Polski mistrz z Chengdu ze złotem. I wielkim niedosytem, zabrakło... ośmiu centymetrów
Oskar Stachnik, zeszłoroczny mistrz Uniwersjady w Chengdu, potrzebował dziś złota w mistrzostwach Polski jak tlenu. Złota i odległości co najmniej 62.30 m, bo tylko ona dawała mu wirtualne wskoczenie na liście World Athletics na pozycję dającą awans na igrzyska. To pierwsze udało się zrobić, Stachnik przerwał krajową dominację Roberta Urbanka. Do drugiego celu zabrakło jednak niewiele, zaledwie 8 cm. Niby nie wszystko stracone, ale dyskobol AS UMCS Lublin będzie musiał do niedzieli znaleźć jeszcze jakieś zawody.
Oskar Stachnik, mistrz z Chengdu, w olimpijskim rankingu World Athletics zajmował dzisiaj rano szóste miejsce poniżej kreski, formalnie był więc szóstym oczekującym na wskoczenie do rywalizacji olimpijskiej. Te listy zostaną zamknięte w niedzielę wieczorem, to już ostatnia chwila, by coś jeszcze osiągnąć. A rzut dyskiem, choćby za sprawą Piotra Małachowskiego, dostarczał nam w tym wieku na igrzyskach wielu emocji.
Krajowe mistrzostwa w takich rankingach są wysoko oceniane, Stachnik, jak wyliczał Tomasz Spodenkiewicz, prowadzący serwis Athletics News na platformie X, potrzebował złota i odległości 62.30 m.
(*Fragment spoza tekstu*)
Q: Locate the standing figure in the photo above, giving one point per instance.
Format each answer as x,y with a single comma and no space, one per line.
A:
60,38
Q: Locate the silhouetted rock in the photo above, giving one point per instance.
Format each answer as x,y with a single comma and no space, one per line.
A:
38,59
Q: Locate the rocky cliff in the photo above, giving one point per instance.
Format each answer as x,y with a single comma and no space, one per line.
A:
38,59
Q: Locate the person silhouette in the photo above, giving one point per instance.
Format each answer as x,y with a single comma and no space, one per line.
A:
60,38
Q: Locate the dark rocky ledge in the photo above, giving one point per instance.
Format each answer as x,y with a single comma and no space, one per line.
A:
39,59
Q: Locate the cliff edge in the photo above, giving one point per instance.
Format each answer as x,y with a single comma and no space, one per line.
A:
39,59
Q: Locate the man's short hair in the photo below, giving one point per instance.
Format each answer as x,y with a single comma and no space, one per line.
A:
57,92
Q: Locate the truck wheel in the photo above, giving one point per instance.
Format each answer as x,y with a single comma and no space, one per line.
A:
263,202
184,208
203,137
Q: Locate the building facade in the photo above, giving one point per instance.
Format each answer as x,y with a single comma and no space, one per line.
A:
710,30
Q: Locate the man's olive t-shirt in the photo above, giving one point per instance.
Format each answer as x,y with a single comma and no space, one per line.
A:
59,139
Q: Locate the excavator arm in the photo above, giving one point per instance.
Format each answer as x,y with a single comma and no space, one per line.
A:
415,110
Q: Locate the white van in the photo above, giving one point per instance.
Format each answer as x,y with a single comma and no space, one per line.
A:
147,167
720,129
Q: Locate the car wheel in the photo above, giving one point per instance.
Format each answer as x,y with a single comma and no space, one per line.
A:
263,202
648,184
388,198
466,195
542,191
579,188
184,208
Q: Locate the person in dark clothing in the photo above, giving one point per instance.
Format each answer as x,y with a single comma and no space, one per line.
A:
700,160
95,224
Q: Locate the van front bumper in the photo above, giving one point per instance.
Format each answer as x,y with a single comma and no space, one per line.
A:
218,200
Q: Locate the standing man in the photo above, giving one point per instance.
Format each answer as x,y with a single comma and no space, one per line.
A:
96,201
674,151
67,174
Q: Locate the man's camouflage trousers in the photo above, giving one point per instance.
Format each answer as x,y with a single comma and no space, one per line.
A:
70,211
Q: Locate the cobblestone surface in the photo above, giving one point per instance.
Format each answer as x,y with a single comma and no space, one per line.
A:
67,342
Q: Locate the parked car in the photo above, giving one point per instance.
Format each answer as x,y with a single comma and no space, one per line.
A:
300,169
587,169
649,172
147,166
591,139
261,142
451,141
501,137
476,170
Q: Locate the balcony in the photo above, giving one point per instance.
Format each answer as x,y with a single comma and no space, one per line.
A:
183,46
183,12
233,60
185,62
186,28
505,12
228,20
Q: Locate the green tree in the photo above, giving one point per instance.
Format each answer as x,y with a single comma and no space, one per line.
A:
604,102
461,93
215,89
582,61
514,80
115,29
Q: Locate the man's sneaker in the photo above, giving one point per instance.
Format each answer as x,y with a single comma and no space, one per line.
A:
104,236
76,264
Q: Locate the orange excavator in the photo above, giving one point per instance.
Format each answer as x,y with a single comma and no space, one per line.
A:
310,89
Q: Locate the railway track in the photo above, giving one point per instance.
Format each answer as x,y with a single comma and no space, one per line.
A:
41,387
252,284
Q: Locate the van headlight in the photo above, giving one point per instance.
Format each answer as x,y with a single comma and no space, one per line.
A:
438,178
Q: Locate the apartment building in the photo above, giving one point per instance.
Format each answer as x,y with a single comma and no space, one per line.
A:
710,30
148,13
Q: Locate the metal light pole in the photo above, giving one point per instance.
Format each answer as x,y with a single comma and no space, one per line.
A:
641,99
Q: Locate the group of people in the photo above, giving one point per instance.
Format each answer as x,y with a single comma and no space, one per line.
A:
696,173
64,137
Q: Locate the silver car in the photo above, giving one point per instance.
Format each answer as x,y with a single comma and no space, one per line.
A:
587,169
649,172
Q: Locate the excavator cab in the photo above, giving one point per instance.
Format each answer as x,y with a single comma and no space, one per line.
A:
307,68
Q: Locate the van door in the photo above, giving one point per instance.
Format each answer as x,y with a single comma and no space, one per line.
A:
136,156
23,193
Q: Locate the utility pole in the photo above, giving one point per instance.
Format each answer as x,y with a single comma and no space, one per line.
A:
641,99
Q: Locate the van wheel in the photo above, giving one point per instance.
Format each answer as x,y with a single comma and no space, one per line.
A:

Ewentualnie srebra i odległości 63.39 m, ale tak daleko jeszcze w tym roku nie rzucał. Doświadczony Robert Urbanek, weteran, powoli kończący karierę, złota i rzutu na 66.37 m. To wydawało się całkowicie nierealne, choć 37-letni dyskobol z Aleksandrowa Łódzkiego posyłał dysk ostatnio dalej od Stachnika.
Dobry początek Oskara Stachnika, blisko wymarzonego celu już w drugim rzucie. A później kłopoty
Zaczęli równo, dosłownie. Urbanek w pierwszej próbie trafił w położoną na trawie linię wyznaczającą 60. metr, sędziowie zmierzyli odległość 59.99. Chwilę później do klatki wszedł Stachnik, zrobił dokładnie to samo, co do centymetra.
Do końca konkursu Urbanek jeszcze dwa razy przekroczył tę linię, ale nie były to jakieś imponujące rzuty. 60.62 m w szóstej kolejce dało mu srebrny medal, czternasty raz z rzędu stanął na podium.
Stachnik zaś od drugiej kolejki walczył o swoje olimpijskie marzenia, bo rzut na 62.22 m dał mu już spory komfort. To wciąż było jednak o 8 cm za mało, by wskoczyć na pozycję dającą choćby teraz tę olimpijską przepustkę.
I już się nie poprawił, ryzykował, ale też i wypadał z koła. Zmierzono mu jeszcze tylko jedną próbę, zdecydowanie najgorszą, poniżej 60 metrów. Nie pomagała też prawie bezwietrzna pogoda, dyskobole tego nie lubią. Skończył więc zawody z wynikiem 62.22 m, odzyskał utracony rok temu w Gorzowie tytuł, ale aby wystąpić w Paryżu, musi liczyć na szczęście. Na dobry występ w weekend, którego pewnie już nie planował. A jeśli to się nie uda, to na wycofania rywali.